(35d) Particle Technology and Clean Energy Transition for Sustainable Future | AIChE

(35d) Particle Technology and Clean Energy Transition for Sustainable Future


Park, A. H. A. - Presenter, Columbia University
With the increase of the global population and the growth of the world economy and industrial sector, global energy consumption has also been increasing. Considering that the fossil fuels will still be one of the major energy sources for the foreseeable future, measures need to be taken to control the atmospheric CO2 concentration. Carbon capture, utilization and storage (CCUS) technologies are one of the approaches to decarbonize the power and industrial sectors. Among various options, mineral carbonation, which mimics the natural weathering of silicate minerals, has a potential at scale relevant to climate change mitigation. As CO2 reacts with silicate minerals, carbon is stabilized in the form of insoluble solid carbonates for permanent carbon storage or CO2 utilization with permanence.

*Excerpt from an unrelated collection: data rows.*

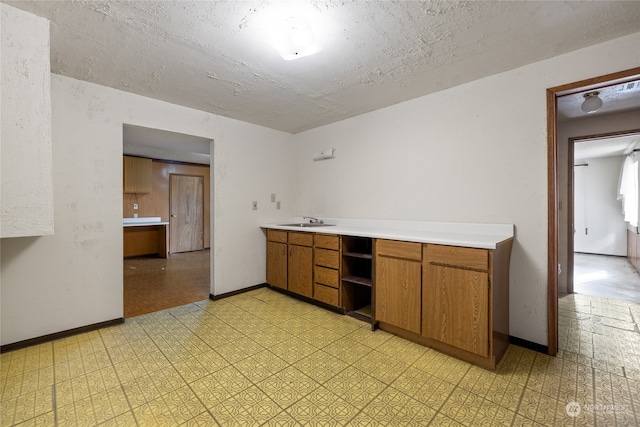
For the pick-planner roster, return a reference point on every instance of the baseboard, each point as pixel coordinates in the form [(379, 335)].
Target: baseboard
[(238, 292), (59, 335), (529, 344), (593, 253)]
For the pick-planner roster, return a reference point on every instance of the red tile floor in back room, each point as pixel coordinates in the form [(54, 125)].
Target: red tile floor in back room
[(154, 284)]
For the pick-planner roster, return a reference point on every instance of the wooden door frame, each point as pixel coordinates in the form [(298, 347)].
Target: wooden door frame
[(553, 188), (203, 219)]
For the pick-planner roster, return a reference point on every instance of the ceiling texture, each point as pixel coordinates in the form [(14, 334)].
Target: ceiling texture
[(215, 55)]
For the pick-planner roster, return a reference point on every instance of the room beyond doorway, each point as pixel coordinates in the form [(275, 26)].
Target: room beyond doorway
[(606, 276), (154, 284)]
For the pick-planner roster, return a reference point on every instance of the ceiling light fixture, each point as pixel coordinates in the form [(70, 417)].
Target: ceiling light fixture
[(296, 40), (592, 102)]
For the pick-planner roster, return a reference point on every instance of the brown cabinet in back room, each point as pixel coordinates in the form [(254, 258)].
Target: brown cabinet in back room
[(136, 175)]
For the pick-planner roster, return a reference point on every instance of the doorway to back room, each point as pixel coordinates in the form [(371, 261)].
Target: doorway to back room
[(166, 220)]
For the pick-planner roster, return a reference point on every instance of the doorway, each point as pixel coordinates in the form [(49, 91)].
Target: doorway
[(555, 218), (181, 179), (186, 219), (599, 228)]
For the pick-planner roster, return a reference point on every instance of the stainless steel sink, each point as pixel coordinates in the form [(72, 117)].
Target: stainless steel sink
[(306, 224)]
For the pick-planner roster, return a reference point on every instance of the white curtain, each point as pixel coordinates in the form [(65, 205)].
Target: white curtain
[(628, 189)]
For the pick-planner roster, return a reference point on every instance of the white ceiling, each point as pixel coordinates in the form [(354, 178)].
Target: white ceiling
[(214, 55), (605, 147)]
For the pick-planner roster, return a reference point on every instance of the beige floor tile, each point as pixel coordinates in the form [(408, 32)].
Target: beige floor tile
[(285, 363)]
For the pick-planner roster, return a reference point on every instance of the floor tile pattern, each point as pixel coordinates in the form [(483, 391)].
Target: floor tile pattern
[(262, 358)]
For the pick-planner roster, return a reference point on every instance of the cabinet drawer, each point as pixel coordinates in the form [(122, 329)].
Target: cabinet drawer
[(476, 259), (277, 236), (325, 294), (327, 241), (326, 276), (301, 239), (405, 250), (327, 258)]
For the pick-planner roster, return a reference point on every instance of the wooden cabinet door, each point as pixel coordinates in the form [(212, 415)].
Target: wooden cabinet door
[(300, 269), (398, 292), (456, 307), (277, 264)]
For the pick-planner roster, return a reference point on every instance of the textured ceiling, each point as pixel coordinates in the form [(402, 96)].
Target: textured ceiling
[(214, 55)]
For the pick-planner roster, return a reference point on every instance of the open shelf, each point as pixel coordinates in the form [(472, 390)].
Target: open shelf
[(357, 273), (363, 313), (365, 281), (357, 255)]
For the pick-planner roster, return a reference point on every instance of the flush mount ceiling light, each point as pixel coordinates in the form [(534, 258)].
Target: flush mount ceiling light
[(592, 102), (295, 39)]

If this reaction is carried out in an ex-situ reactor system, solid carbonates, high surface area silica and other minor components such as iron oxide can be produced with tailored properties and separated as value-added products. In addition to natural minerals and mine tailings, alkaline industrial wastes such as iron and steel slags can also be used as feedstock for carbon mineralization. Most of the industries producing alkaline solid wastes (e.g., steelmaking, cement and aluminum plants) are also point sources of anthropogenic CO2. Thus, carbon mineralization using their own solid waste streams and CO2 leads to multifaceted environmental benefits including CCUS and solid waste management. Furthermore, industrial wastes often contain other valuable components such as rare earth elements. The challenge is that silicate minerals and alkaline solid wastes are chemically complex and their dissolution kinetics are very slow. In order to address these challenges and opportunities, we have focused on the fundamental understanding of dissolution and carbonation behaviors of alkaline silicate materials and integration of step-wise separations of rare earth elements from these unconventional resources.